Lab report. Researchers from the University of Minnesota experimented with RNA as a source of transposase for the SB transposon system. Using DNA as a deliverable molecule is problematic because or re-integration and genotoxicity. The chance that RNA undergoes reverse transcription followed by cDNA integration is very unlikely. mRNA is advantageous for the following reasons. There is improved control with respect to the duration of transposase expression, minimal persistence in tissue, and a lowered chance of transgenic re-mobilization. A RNA sequence is incapable of integrating into the host genome as well. Scientists used a genomic recovery procedure to check experimental chromosomes and confirm that the new frequency of stable gene insertion was a result of transposition instead of random recombination. After sequencing the recovered plasmids, they revealed integration and confirmed use of mRNA in SB-mediated transposition.

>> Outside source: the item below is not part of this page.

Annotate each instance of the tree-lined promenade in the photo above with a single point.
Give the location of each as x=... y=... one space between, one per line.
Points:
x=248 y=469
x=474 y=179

Wilson, Matthew H., Craig J. Coates, and Alfred L. George. "Molecular Therapy – PiggyBac Transposon-Mediated Gene Transfer in Human Cells." Nature Publishing Group.Vanderbilt University, 29 Aug. 2006. Web. 22 July 2010. <http://www.nature.com/mt/journal/v15/n1/full/6300028a.html>.
Lab Report. Researchers from Vanderbilt University observed transposition rates of piggyBac and Sleeping Beauty transposon systems. Transposons are mobile genetic elements used to integrate transgenes into host genomes. PiggyBac systems has been used in insects and mice, however, researchers were testing the system against Sleeping Beauty, another system used in preclinical studies in humans. PiggyBac showed twice the efficiency with no overproduction inhibition. The piggyBac element is divided to insert a transgene between inverted repeats and asymmetric internal repeats to allow for “copy and paste” methods of transport. PiggyBac was shown to deliver large transposable elements without reduction in efficiency in mouse germlines. Sleeping Beauty is the widely used transposon system for preclinical gene therapy studies, a member of the Tc1/mariner family from the fish genome. SB is limited by overproduction inhibition, which occurs with higher transposase expression.